I turned the book over so they could see my photograph—proof. “TJ took that picture, and the one on the cover.” They knew my friend TJ, and had seen many of her mustang photos. I opened the book and started reading: “I lead my grulla mare, Savanna, to water,” and their eyes got bigger still. “Savanna!” they said, glancing outside to where they might see Savanna in the corral. Then Lacey took the book into her small hands, and turned it over to see the horse cover again. Looking at me solemnly, she said, “Does this mean you are an author now?”

She gave me back the book, grabbed Lucas’s hand, and headed for the door. “We have to go tell Daddy Grandma Kat is an author.”

Four years later, my new book in my hands, I flip through the pages to look at the photographs. A mustang photo of TJ’s stops me. Chapter 12, “Ode to Rain,” from another dry year. The photo is of a mustang mare and her newborn filly. “Despite the harsh measurements of drought, we still find joys small and large in the dry, dry desert,” I wrote. It hits me that on the heels of sadness come the joys, small and large. Savanna’s filly died but this mustang filly lives, and she lives wild and free.
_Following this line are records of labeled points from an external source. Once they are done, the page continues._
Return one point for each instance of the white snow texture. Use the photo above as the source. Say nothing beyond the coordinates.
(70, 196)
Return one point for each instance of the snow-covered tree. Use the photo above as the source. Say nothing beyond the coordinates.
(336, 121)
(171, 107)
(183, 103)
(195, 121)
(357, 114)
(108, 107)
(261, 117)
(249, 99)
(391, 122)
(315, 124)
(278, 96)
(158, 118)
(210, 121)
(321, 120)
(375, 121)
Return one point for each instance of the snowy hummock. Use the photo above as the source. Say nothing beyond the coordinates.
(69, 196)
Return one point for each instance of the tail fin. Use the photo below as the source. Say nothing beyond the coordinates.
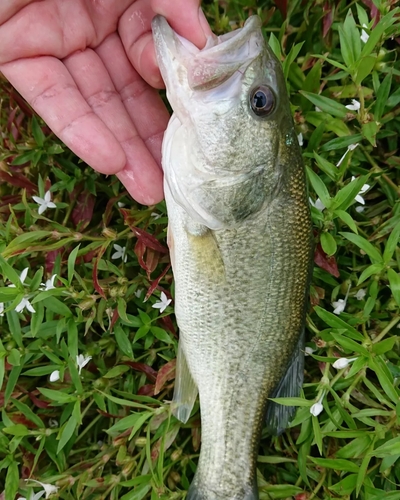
(202, 492)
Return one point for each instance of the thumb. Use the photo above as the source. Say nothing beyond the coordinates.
(186, 18)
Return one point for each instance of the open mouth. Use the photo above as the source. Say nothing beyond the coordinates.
(218, 61)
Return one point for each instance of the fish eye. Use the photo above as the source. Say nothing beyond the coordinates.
(262, 100)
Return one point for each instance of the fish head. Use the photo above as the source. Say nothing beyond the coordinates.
(232, 120)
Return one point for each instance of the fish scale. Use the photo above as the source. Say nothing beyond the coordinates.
(240, 241)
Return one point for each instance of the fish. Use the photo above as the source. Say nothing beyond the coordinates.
(240, 239)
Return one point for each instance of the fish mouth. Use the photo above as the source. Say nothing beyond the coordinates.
(215, 63)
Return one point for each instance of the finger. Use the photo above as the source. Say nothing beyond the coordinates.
(57, 28)
(134, 28)
(10, 7)
(144, 105)
(49, 88)
(141, 174)
(186, 18)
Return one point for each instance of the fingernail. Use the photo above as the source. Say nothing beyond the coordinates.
(204, 26)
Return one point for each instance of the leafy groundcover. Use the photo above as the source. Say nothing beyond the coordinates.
(88, 336)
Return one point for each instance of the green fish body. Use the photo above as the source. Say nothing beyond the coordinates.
(241, 247)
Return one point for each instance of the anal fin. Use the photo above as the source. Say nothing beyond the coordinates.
(279, 416)
(185, 392)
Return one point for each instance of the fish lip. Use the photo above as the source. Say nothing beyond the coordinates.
(216, 62)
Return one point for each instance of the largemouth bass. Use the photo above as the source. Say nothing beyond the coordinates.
(240, 241)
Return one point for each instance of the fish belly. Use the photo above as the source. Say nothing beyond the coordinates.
(240, 303)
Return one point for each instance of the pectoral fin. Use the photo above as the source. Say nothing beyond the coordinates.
(278, 416)
(185, 392)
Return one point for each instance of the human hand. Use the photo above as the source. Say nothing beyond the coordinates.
(89, 70)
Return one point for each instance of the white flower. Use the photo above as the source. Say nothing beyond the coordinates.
(25, 304)
(82, 361)
(308, 351)
(120, 253)
(316, 409)
(340, 304)
(49, 489)
(364, 35)
(162, 305)
(354, 106)
(22, 277)
(359, 198)
(360, 294)
(342, 363)
(44, 203)
(317, 204)
(49, 285)
(300, 139)
(34, 496)
(54, 376)
(350, 147)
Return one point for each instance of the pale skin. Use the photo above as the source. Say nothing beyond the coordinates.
(88, 68)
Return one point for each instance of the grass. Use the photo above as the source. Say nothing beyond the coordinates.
(106, 433)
My new book lives. I have books to read, horses to ride, and books to write. Joy, all.

That night, instead of adding The Last Cows to the pile on my bed, I slept with it under my pillow. Not as comfy as a stuffed animal, but each time I awoke I surprised myself by thinking, I really am a writer.

In October rain finally came, with more boxes of my books. Too much rain in many parts of the Southwest, we were lucky not to flood badly at the ranch. We had gathered the cows off the mountain early, in anticipation of weather changing and dirt roads turning to mud both difficult and dangerous to navigate. Plus, the cattle market had risen like the rivers overflowing their banks. We sold a few older cows and an open cow, but not the last cows.